•19

1.5K 210 13
                                    

"No room inside for me in your life."


-

"Sayang, maaf aku ketinggalan map merah. Kamu lihat nggak?"

Aku menoleh ke arah pintu dan melihat Jimin berdiri disana. Dia langsung berlari menghampiriku begitu melihatku terduduk di lantai.

"Kau kenapa? Hey! Bilang sama aku, kenapa?"tanyanya lembut semakin membuat perasaanku tak karuan.

Aku menggeleng kecil dan meraih tangannya di pipiku. Menurunkannya perlahan dan berdiri. Jimin juga ikut berdiri di belakangku. Aku berjalan dengan gontai dan mengambil map merah yang Jimin maksud dari dalam laci kamar.

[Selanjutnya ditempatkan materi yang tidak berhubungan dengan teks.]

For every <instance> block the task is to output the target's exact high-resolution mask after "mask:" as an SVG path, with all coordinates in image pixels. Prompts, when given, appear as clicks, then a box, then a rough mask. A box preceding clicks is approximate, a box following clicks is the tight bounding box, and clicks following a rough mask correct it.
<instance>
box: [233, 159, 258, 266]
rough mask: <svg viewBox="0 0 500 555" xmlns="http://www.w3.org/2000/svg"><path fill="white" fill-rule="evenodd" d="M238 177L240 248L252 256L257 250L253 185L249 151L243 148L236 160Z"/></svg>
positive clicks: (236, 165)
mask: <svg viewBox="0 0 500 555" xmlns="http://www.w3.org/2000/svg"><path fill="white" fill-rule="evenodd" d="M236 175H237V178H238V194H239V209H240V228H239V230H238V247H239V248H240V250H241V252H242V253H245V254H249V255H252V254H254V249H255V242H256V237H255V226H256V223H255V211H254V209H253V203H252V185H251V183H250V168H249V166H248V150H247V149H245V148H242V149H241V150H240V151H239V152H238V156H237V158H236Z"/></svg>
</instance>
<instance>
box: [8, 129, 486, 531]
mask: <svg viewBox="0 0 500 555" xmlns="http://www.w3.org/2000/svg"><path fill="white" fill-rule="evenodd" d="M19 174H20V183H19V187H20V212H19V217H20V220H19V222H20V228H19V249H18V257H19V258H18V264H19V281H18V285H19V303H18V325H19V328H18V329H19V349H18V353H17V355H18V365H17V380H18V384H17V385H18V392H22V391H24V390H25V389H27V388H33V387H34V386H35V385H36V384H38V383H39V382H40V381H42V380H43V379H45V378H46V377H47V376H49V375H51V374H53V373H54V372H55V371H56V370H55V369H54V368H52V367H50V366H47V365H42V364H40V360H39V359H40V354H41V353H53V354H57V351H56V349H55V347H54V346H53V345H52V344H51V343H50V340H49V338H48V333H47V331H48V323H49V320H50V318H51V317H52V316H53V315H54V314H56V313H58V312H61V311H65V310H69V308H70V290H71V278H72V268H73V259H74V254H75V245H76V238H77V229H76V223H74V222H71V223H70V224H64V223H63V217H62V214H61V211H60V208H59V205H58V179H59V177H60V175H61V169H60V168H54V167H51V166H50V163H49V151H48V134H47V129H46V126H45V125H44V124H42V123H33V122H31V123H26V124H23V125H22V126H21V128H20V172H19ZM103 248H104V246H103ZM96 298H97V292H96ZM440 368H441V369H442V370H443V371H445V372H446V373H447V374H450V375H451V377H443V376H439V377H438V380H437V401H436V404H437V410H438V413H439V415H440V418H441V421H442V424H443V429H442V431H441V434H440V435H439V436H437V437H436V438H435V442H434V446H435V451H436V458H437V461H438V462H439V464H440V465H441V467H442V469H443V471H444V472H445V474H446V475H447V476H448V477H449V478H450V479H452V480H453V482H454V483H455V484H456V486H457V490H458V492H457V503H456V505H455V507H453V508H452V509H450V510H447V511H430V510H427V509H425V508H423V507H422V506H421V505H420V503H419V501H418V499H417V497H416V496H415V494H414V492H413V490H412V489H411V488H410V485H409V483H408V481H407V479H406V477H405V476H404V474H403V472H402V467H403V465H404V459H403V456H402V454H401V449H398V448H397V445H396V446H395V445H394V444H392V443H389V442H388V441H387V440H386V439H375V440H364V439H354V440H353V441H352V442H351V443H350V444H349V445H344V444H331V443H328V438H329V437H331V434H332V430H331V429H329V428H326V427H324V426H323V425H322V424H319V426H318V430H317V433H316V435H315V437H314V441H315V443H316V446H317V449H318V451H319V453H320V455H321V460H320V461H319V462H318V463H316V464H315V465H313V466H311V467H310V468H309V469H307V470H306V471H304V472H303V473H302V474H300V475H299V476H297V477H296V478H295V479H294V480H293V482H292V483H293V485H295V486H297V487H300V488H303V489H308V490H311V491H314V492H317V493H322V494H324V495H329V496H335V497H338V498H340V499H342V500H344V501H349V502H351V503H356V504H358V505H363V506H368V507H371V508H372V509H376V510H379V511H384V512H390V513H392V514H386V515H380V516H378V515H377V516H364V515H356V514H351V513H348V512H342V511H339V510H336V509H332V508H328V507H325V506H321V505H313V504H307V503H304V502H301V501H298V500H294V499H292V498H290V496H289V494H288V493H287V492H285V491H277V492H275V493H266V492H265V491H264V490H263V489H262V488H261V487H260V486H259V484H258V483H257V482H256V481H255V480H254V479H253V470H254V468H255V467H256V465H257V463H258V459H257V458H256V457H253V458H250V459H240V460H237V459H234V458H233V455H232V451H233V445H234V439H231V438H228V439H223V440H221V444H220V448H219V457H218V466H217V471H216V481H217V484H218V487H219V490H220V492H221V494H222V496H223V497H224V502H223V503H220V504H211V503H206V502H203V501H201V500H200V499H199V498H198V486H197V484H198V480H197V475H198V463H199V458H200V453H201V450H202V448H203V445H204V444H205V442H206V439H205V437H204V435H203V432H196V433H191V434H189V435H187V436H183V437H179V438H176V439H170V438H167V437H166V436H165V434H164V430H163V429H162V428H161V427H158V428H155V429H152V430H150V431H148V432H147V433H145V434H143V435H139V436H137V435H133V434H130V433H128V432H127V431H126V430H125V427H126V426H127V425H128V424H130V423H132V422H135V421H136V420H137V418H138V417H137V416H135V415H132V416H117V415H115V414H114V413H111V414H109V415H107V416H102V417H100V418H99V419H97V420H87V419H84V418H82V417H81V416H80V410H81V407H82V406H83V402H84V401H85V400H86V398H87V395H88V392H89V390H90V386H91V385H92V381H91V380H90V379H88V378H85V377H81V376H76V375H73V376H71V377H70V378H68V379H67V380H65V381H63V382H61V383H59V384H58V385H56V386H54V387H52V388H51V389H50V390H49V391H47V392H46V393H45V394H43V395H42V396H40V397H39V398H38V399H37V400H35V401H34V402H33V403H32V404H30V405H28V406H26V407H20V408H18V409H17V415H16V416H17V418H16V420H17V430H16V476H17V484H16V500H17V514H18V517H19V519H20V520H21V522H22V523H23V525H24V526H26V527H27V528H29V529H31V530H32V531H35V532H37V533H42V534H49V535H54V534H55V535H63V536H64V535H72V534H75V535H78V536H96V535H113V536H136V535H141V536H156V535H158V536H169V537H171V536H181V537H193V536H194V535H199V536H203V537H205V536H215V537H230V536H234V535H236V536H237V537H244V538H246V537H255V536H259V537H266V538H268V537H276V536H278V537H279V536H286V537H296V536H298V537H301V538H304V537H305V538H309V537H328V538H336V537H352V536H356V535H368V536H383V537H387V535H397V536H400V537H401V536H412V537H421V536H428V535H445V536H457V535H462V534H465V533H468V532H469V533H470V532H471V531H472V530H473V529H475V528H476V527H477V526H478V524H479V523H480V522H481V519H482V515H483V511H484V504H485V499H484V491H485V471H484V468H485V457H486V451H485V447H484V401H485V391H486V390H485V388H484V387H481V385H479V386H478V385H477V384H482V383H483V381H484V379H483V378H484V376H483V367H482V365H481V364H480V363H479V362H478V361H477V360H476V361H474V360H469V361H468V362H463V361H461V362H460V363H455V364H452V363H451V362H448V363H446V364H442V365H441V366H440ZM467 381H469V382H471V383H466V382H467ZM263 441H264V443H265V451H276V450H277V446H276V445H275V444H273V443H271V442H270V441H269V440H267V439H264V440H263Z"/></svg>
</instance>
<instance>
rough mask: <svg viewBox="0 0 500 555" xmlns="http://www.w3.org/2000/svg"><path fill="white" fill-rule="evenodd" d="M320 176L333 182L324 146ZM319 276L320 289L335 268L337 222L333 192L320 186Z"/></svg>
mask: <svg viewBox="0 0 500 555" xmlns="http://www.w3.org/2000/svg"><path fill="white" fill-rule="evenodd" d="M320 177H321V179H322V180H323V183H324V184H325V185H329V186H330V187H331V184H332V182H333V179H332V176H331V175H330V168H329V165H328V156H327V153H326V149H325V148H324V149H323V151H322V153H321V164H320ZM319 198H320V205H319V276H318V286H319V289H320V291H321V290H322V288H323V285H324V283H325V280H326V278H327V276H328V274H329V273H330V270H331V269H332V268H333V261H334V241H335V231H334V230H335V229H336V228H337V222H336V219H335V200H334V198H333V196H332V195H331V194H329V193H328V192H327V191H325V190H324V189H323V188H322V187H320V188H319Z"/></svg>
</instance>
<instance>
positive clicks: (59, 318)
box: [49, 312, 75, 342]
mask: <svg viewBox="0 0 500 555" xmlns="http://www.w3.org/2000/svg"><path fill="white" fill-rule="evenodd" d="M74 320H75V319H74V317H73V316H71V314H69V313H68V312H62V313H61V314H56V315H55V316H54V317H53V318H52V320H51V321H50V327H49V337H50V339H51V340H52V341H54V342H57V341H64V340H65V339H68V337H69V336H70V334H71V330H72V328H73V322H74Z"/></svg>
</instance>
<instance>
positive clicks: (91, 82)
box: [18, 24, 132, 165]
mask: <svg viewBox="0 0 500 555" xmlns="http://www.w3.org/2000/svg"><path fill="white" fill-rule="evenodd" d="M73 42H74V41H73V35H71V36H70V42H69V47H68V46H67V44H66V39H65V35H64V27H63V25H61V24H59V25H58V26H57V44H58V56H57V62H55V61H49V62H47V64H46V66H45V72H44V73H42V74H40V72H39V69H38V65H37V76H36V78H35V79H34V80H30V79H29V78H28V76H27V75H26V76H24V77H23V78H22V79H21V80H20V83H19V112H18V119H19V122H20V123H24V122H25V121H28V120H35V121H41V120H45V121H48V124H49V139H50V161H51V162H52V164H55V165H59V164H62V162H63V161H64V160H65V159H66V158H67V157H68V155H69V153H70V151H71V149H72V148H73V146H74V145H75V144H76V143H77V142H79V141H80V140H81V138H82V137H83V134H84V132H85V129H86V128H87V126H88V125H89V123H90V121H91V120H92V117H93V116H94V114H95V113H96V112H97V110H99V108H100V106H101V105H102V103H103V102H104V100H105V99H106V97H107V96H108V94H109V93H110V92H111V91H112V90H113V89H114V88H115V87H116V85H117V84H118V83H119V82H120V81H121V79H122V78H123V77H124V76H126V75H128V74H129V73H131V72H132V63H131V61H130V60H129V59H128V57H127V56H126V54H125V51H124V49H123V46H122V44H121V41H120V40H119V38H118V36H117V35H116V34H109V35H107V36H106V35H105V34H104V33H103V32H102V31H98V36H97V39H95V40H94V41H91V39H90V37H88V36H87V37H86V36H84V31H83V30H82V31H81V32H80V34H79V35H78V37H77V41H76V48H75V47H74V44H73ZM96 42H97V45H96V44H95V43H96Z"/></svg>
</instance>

Ku serahkan map itu padanya sambil tersenyum sebiasa mungkin.

"Kau bisa pergi sekarang."Jimin terkejut. Matanya membulat. Dia melangkah mendekat. Tangannya mencoba meraih tanganku yang menghindar. Dia mencoba membuatku menatap matanya yang menyiratkan ke khawatiran. Tapi aku tidak ingin melakukan itu. Aku sedang tidak ingin berbicara. Juga tidak ingin melihat mata Jimin.

Jimin mendesah berat dan terduduk di sofa. Dia memejamkan mata dengan sebelah tangan yang memangku wajahnya. Alisnya berkerut dan berpikir.

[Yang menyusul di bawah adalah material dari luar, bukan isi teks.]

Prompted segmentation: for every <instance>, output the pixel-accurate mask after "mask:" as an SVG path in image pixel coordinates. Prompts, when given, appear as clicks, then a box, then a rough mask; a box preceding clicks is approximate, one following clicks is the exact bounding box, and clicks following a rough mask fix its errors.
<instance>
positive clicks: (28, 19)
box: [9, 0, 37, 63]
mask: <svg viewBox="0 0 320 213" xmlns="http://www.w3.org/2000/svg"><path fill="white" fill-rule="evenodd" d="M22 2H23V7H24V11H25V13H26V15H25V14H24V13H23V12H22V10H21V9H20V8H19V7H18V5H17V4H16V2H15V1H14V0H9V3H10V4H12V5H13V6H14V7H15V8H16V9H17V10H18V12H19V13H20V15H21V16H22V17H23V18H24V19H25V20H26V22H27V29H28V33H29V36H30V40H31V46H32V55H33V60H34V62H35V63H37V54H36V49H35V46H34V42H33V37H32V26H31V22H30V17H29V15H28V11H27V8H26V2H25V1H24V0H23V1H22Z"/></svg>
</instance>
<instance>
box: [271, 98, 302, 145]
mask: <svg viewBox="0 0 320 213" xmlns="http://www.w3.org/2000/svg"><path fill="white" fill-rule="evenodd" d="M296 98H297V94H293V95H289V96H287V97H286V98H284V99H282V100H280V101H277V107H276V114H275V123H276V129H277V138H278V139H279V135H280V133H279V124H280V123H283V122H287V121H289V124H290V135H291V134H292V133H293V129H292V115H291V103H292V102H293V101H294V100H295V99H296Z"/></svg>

"Apa aku melakukan kesalahan? Kenapa sikapmu aneh akhir-akhir ini..?"

Matanya menatap tepat ke mataku. Dia menoleh dan melihatku dari bawah sampai atas. Sinar yang biasa ku lihat dimatanya, kini hilang dan pudar. Seluruh otot wajahnya menyiratkan kelelahan. Dia lelah. Lelah menghadapiku dan juga pekerjaan yang akhir-akhir ini menumpuk.

Mungkin.

"Aku hanya sedang tidak mood."balasku singkat dan seadanya. Jimin merengut dan mengusap wajahnya frustasi.

Moody? Kurasa begitu.

Tiba-tiba saja dia berdiri. Dia mendekat kepadaku. Tangannya mencengkram kedua pundakku dan meremasnya pelan.

Wajahnya tertunduk dan dia memelukku. Menyembunyikan wajahnya di belakang tubuhku yang kaku.

"Kau tahu aku sangat lelah. Tidak bisakah..,"

Aku mengigit bibir bawahku dan mengurungkan niatku untuk membalas pelukannya. Dan memilih menunggu kalimat selanjutnya dari Jimin,

"...,Tidak bisakah kau meringankannya sedetik saja? Untukku."pintanya dengan suara berat. Jimin menarikku untuk lebih dekat. Tangannya melingkar erat di pinggangku.

Aku ingin melakukannya Jim..

Aku ingin membantumu. Aku ingin menghilangkan rasa penatmu dan membuatmu tertawa karnaku. Aku ingin kau melepaskan rasa lelah itu dan menggantinya dengan kebahagiaan karena aku.

Tapi kenapa berat bagiku melakukannya?

Kenapa mendengar suaramu, membuatku merasa sedih sekarang?

Setiap kali menatap matamu, aku merasa ingin menangis dan berteriak sekencang mungkin.

I am sorry, Jimin

I've tried to love you. But i still choose him.
Sorry..

Ku dorong dada bidangnya perlahan. Aku tersenyum kecil dan melingkarkan lenganku di lehernya. Jimin masih setia menatapku dalam diam.